The table was silent. And I could feel their frustration heating up the surrounding air, thickening it like blood.
None more so than the space around Durian’s second, Brennan.
“No, my lord,” Brennan said. “Of course you wouldn’t. As enticing as her beauty is, we know she belongs to you.”
There was something there, in the threads that connected me to Durian—Durian to Brennan—Brennan to me. I had entered this table’s constellation of desires, their web of power. And they had no idea. I was a wolf in innocent lamb’s clothing.
Even when I was wearing nothing at all.
Tonight, when Rosalind came to rescue me for our midnight chat, I would ask everything I could about how to control and wield my powers. She’d been right. Running from what I was had never worked. If I wanted to live, to make my last remaining days mean something, I’d have to lean all the way in.
12
RUNE
Past
The day my twin sisters were slaughtered by a group of born, they’d been playing in the woods on the outskirts of our neighborhood. They were eleven.
I was eighteen. It had been two years since I’d killed my father and my mother had shunned me.
You’re dead to me.
Those were the last words she’d spoken to me. Even at my sisters’ funeral, she’d pretended I wasn’t even there.
I thought of the day my sisters were murdered nine years later, as I was strung up from the ceiling in Sadie’s dungeon. Blood flowed freely from the gashes in my chest, pooling on the dark floor below.
The torture inflicted by my wicked mentor was nothing compared to the devastation I’d experienced when I saw my sisters’ brutalized bodies on the forest floor. They’d been cast aside, drained of blood, amid dead leaves and huge, aboveground tree roots.

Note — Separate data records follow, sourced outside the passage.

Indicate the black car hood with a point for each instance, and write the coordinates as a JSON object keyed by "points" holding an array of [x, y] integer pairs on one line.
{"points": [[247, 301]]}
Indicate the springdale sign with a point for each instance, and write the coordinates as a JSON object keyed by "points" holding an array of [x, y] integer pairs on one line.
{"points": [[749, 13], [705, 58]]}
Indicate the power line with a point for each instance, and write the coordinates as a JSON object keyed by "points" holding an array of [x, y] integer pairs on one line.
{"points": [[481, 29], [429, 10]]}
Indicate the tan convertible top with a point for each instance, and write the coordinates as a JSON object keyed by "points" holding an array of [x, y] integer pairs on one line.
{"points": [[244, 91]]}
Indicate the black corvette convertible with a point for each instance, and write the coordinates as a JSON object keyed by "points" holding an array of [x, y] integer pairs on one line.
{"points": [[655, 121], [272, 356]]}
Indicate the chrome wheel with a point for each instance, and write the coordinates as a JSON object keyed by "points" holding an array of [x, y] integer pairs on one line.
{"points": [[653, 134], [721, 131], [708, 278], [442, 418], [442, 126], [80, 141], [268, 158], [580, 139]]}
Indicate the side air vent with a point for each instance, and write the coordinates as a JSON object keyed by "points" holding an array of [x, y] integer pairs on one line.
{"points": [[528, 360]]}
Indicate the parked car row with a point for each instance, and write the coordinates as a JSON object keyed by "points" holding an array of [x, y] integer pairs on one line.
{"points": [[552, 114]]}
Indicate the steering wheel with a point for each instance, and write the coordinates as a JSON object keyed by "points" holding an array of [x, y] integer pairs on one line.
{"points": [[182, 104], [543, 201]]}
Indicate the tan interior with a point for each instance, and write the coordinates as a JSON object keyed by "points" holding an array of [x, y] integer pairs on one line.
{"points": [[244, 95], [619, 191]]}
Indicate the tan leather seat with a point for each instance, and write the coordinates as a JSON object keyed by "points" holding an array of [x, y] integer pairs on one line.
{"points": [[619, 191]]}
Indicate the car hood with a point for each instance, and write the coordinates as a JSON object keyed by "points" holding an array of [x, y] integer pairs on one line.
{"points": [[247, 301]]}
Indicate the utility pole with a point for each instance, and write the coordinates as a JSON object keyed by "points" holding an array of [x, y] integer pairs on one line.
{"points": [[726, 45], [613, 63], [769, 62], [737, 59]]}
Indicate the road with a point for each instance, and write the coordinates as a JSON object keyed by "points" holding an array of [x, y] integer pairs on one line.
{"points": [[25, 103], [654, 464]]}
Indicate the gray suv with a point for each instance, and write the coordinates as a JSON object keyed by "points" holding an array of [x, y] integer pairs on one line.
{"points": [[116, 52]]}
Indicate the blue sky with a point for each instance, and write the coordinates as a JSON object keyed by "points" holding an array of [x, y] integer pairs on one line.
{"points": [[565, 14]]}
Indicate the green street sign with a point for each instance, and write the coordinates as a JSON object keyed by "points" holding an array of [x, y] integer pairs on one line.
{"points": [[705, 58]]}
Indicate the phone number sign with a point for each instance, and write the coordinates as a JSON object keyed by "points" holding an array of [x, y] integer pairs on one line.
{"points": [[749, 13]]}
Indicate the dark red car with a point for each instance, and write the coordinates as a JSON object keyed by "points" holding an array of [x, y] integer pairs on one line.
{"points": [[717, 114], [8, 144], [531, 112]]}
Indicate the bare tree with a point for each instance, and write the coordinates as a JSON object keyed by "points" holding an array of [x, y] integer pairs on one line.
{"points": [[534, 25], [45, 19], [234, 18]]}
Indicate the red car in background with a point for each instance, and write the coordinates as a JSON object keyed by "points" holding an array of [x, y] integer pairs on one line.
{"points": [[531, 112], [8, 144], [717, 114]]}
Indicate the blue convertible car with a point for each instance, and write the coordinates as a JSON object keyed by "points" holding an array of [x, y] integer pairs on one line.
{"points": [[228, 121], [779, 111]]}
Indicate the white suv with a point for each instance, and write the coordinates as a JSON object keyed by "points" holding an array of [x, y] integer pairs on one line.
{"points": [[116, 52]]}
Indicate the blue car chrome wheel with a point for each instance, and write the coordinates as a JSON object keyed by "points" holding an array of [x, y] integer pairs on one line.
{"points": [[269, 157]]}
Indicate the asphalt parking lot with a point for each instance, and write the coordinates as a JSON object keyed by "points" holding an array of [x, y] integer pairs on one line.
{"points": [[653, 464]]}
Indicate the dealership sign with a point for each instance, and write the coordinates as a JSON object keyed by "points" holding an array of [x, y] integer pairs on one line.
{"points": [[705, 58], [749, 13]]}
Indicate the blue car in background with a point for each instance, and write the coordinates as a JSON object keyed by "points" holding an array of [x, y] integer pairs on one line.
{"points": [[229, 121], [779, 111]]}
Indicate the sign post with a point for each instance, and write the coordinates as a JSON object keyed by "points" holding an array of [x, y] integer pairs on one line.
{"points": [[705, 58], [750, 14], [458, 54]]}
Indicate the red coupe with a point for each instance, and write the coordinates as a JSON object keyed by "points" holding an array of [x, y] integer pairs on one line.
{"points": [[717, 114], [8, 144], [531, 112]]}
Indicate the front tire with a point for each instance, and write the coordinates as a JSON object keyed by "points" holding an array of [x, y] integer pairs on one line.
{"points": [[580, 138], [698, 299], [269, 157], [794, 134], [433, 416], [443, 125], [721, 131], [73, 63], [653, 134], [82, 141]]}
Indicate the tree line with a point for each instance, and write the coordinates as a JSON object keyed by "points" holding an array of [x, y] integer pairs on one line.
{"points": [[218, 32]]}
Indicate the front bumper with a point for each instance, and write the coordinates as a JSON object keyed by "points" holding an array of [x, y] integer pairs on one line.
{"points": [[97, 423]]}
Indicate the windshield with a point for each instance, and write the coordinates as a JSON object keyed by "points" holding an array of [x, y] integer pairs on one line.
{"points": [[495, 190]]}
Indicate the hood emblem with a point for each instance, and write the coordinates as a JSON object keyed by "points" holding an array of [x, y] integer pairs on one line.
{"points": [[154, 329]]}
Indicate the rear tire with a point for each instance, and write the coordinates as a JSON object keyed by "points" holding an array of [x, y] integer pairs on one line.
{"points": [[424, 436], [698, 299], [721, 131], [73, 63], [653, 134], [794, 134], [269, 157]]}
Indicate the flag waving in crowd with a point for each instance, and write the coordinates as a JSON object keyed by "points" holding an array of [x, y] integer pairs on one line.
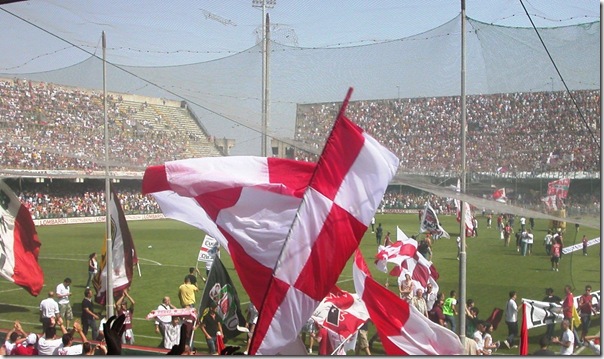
{"points": [[19, 243], [402, 329], [430, 223], [282, 221], [123, 252], [221, 291]]}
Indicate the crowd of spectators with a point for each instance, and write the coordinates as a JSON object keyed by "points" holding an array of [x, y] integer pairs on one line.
{"points": [[514, 131], [46, 126]]}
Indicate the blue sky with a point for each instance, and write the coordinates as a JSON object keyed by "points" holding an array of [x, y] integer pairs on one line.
{"points": [[158, 33]]}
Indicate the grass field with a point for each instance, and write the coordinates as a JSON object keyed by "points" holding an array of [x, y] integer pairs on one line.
{"points": [[492, 270]]}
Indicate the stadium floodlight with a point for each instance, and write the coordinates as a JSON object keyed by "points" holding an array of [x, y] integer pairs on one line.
{"points": [[264, 4]]}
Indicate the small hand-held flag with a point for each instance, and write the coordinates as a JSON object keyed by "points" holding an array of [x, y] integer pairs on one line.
{"points": [[19, 243]]}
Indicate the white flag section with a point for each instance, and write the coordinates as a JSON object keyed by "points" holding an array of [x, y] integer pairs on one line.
{"points": [[343, 314], [402, 329], [208, 250], [430, 223], [123, 251], [251, 205], [579, 246], [542, 313], [19, 244]]}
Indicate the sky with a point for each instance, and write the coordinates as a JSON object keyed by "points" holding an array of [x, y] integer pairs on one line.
{"points": [[40, 36], [44, 35]]}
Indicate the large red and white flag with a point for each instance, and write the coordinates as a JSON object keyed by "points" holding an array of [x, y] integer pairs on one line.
{"points": [[19, 243], [124, 256], [341, 312], [558, 188], [430, 223], [282, 221], [402, 329]]}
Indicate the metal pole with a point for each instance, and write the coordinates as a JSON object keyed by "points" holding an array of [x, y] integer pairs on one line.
{"points": [[109, 242], [267, 87], [462, 252]]}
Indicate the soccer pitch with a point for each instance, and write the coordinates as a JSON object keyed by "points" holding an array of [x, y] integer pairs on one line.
{"points": [[167, 248]]}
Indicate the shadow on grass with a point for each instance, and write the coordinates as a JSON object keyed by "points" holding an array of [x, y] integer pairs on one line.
{"points": [[8, 308]]}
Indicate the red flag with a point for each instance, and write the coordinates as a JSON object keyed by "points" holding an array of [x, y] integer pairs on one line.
{"points": [[524, 332], [19, 243], [123, 252], [402, 329], [228, 198]]}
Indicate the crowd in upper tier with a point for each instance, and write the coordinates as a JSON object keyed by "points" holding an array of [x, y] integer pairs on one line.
{"points": [[513, 131]]}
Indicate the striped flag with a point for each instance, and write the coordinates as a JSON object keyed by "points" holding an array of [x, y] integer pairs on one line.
{"points": [[282, 221], [124, 254], [19, 243], [402, 329]]}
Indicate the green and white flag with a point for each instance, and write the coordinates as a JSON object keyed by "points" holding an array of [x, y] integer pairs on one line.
{"points": [[220, 290]]}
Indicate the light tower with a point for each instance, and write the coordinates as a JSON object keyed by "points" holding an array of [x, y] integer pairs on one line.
{"points": [[264, 4]]}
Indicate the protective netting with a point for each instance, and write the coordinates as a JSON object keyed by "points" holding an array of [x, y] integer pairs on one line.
{"points": [[521, 120]]}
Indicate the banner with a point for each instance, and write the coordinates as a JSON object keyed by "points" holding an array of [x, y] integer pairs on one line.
{"points": [[579, 246], [123, 254], [431, 224], [542, 313], [208, 250], [558, 188], [220, 290]]}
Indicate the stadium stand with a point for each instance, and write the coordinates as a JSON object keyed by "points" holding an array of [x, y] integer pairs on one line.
{"points": [[48, 126], [506, 132]]}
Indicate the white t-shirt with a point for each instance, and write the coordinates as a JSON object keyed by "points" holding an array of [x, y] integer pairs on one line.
{"points": [[567, 336], [511, 311], [63, 290], [49, 308], [72, 350], [49, 346]]}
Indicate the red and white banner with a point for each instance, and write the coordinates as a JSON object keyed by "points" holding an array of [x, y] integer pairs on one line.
{"points": [[124, 256], [403, 253], [499, 195], [430, 223], [19, 243], [282, 221], [558, 188], [402, 329], [342, 313]]}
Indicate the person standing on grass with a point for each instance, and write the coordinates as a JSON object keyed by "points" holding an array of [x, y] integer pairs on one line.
{"points": [[586, 309], [568, 339], [550, 298], [49, 308], [450, 310], [63, 292], [89, 317], [378, 234], [511, 319], [92, 268], [556, 252]]}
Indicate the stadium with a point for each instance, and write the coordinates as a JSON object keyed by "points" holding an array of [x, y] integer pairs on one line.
{"points": [[530, 121]]}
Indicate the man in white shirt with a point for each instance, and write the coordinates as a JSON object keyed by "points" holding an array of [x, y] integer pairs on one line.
{"points": [[161, 322], [67, 340], [568, 339], [49, 308], [49, 344], [63, 293]]}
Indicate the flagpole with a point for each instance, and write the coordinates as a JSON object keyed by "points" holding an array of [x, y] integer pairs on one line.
{"points": [[462, 222], [109, 244]]}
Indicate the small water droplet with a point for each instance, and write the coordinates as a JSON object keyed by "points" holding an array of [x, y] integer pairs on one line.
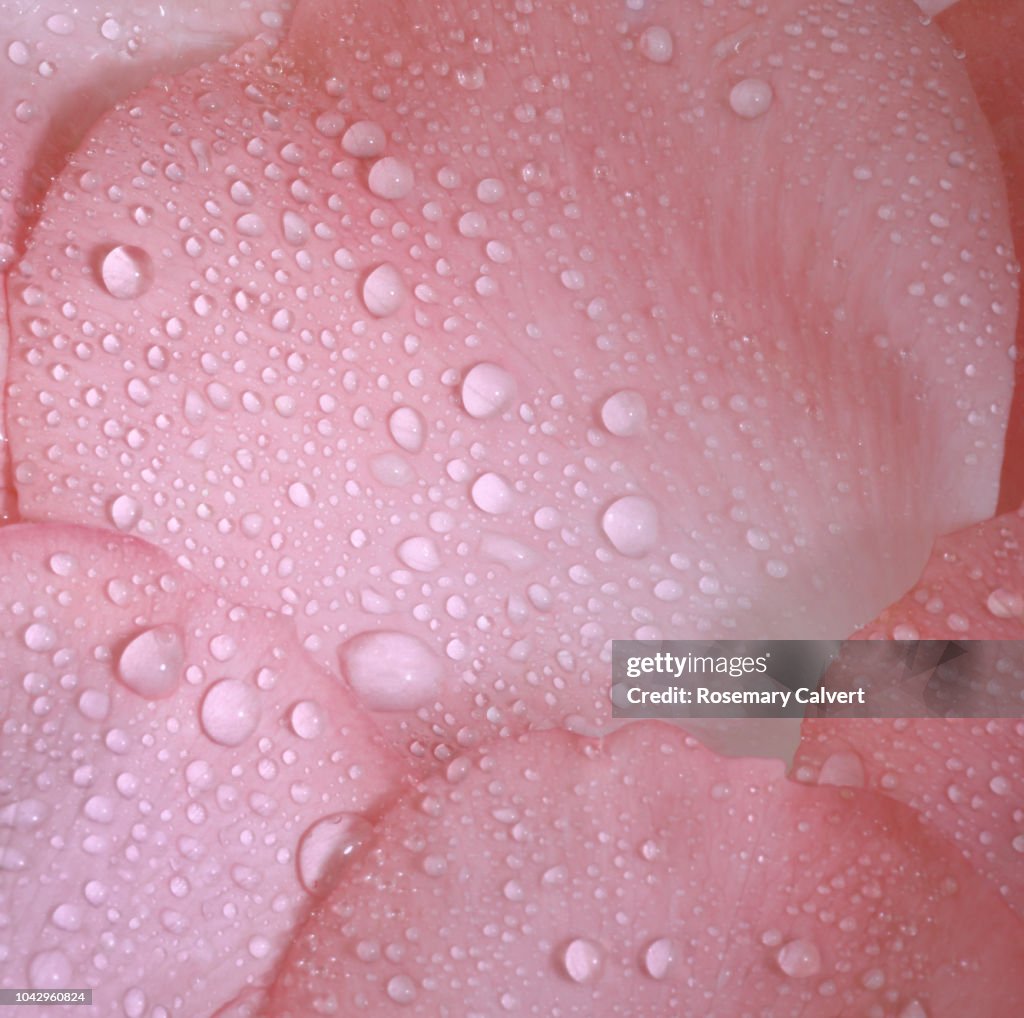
{"points": [[658, 958], [625, 413], [152, 664], [40, 637], [390, 671], [67, 917], [364, 138], [229, 712], [49, 970], [582, 960], [383, 291], [420, 554], [126, 271], [631, 524], [656, 44], [799, 959], [751, 98], [125, 512], [401, 989], [1006, 603], [493, 494]]}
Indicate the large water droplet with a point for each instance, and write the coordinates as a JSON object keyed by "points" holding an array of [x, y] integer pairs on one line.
{"points": [[656, 45], [751, 98], [493, 494], [327, 844], [383, 291], [582, 960], [800, 959], [486, 390], [229, 712], [151, 665], [390, 178], [407, 427], [126, 271], [390, 671], [631, 524], [625, 413], [40, 637]]}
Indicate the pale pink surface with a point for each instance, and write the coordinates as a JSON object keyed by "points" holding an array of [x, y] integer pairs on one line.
{"points": [[815, 308]]}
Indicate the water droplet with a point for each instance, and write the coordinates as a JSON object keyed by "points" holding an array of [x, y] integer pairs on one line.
{"points": [[658, 958], [751, 98], [631, 524], [390, 178], [364, 138], [27, 813], [401, 989], [229, 712], [1006, 603], [656, 45], [486, 390], [407, 428], [152, 664], [758, 539], [40, 637], [799, 959], [250, 224], [625, 413], [67, 917], [489, 191], [420, 554], [390, 671], [493, 494], [126, 271], [582, 960], [307, 719], [125, 512], [383, 291]]}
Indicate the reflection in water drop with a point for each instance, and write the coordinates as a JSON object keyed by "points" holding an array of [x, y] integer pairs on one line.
{"points": [[328, 843], [151, 665], [229, 712], [582, 960], [126, 271]]}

Crescent Haven had always been the most beautiful in early autumn.
The born had stolen that simple pleasure from me. They’d stolen my whole world.
I’d dedicated my life to protecting my sisters since they were first born. Helia knew my mother wasn’t going to defend them. It was up to me. I was their hero—deflecting all of my drunk father’s anger, drawing it away from the girls and toward me. I’d taught them how to read, how to escape our grim existence and dream of a better tomorrow.
Jesalynn and Lizbeth had been late to our secret meeting, the one we had every week without our mother’s knowledge. I’d been making them a warm meal, preparing tea and setting out new clothes and books I could finally afford to buy them. I wanted them to have everything our parents could never provide. I sought to preserve as much of their childhood as I could. I didn’t want them to grow up as quickly as I had.
The food and tea had been getting cold, and I’d grown worried. I’d gone in search of them.
I was the first to find their bodies.
Dead. Because the born could do anything they wanted, anywhere in Valentin, and mortals were powerless to stop them.
I had been powerless to stop them. Until I’d met Sadie, and I became the first human to be reborn a vampire by her cunning hands.
She’d saved me. She’d transformed my aimless vengeance into focused precision. She’d seen my potential, hidden underneath useless, weak human flesh, and she’d made my exterior match the darkness that already resided in my soul.
You will be the strongest of them all, Rune, she’d promised me. And it will have nothing to do with me and my magick. The spell to turn a human into a vampire pulls from the power a person already possesses.
The more powerful the man, the more powerful the monster.
The room was dimly lit and bare, designed to deprive me of all comfort, all beauty. Only pain. Only denial.
I spit blood on the floor, and Sadie had a dagger at my throat. Her sharp nails gripped my face before I could blink.
“Naughty Rune,” she said with a sigh. “Has my schooling in manners truly fallen on deaf ears? Or was that your way of begging for more?” She released me, dragging the poisoned dagger down my chest before taking a step back.
I grinned at her, blood dribbling down my chin and staining my teeth. “My apologies, Mistress,” I drawled. “My mouth was full.”